Repeated indices are summed if the output indices are not specified.

e = tf.einsum('ij,jk', m0, m1)  # output[i,k] = sum_j m0[i,j] * m1[j, k]
print(e.shape)
(2, 5)


Dot product

u = tf.random.normal(shape=[5])
v = tf.random.normal(shape=[5])
e = tf.einsum('i,i->', u, v)  # output = sum_i u[i]*v[i]
print(e.shape)
()


Outer product

u = tf.random.normal(shape=[3])
v = tf.random.normal(shape=[5])
e = tf.einsum('i,j->ij', u, v)  # output[i,j] = u[i]*v[j]
print(e.shape)
(3, 5)


Transpose

m = tf.ones(2,3)
e = tf.einsum('ij->ji', m0)  # output[j,i] = m0[i,j]
print(e.shape)
(3, 2)


Diag

m = tf.reshape(tf.range(9), [3,3])
diag = tf.einsum('ii->i', m)
print(diag.shape)
(3,)


Trace

# Repeated indices are summed.
trace = tf.einsum('ii', m)  # output[j,i] = trace(m) = sum_i m[i, i]
assert trace == sum(diag)
print(trace.shape)
()


Batch matrix multiplication

s = tf.random.normal(shape=[7,5,3])
t = tf.random.normal(shape=[7,3,2])
e = tf.einsum('bij,bjk->bik', s, t)
# output[a,i,k] = sum_j s[a,i,j] * t[a, j, k]
print(e.shape)
(7, 5, 2)


This method does not support broadcasting on named-axes. All axes with matching labels should have the same length. If you have length-1 axes, use tf.squeseze or tf.reshape to eliminate them.
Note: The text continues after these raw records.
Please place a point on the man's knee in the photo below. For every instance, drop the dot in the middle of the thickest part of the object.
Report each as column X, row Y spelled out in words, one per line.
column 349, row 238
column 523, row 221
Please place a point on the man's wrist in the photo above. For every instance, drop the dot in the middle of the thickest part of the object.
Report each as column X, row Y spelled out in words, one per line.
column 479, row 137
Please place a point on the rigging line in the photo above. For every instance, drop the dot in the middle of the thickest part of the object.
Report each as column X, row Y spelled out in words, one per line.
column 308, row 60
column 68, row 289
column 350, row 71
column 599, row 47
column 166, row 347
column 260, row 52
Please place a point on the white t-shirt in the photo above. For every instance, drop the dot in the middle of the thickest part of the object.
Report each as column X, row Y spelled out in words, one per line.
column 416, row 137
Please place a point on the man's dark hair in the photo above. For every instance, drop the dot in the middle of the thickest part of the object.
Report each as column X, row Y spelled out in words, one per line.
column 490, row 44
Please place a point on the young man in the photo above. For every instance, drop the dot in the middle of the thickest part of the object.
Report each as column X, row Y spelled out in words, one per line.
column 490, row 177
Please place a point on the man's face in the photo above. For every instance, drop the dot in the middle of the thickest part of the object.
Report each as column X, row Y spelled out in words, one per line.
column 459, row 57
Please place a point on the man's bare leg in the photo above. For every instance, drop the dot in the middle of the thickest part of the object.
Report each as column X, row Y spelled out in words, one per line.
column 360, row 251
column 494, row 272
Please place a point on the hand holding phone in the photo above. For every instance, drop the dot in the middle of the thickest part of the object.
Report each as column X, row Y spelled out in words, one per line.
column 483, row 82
To write code that is agnostic to the number of indices in the input use an ellipsis. The ellipsis is a placeholder for "whatever other indices fit here".

For example, to perform a NumPy-style broadcasting-batch-matrix multiplication where the matrix multiply acts on the last two axes of the input, use:

s = tf.random.normal(shape=[11, 7, 5, 3])
t = tf.random.normal(shape=[11, 7, 3, 2])
e =  tf.einsum('...ij,...jk->...ik', s, t)
print(e.shape)
(11, 7, 5, 2)


Einsum will broadcast over axes covered by the ellipsis.

s = tf.random.normal(shape=[11, 1, 5, 3])
t = tf.random.normal(shape=[1, 7, 3, 2])
e =  tf.einsum('...ij,...jk->...ik', s, t)
print(e.shape)
(11, 7, 5, 2)

Args
equation a str describing the contraction, in the same format as numpy.einsum.
*inputs the inputs to contract (each one a Tensor), whose shapes should be consistent with equation.
**kwargs
• optimize: Optimization strategy to use to find contraction path using opt_einsum. Must be 'greedy', 'optimal', 'branch-2', 'branch-all' or 'auto'. (optional, default: 'greedy').
• name: A name for the operation (optional).
Returns
The contracted Tensor, with shape determined by equation.
Raises
ValueError If
• the format of equation is incorrect,
• number of inputs or their shapes are inconsistent with equation.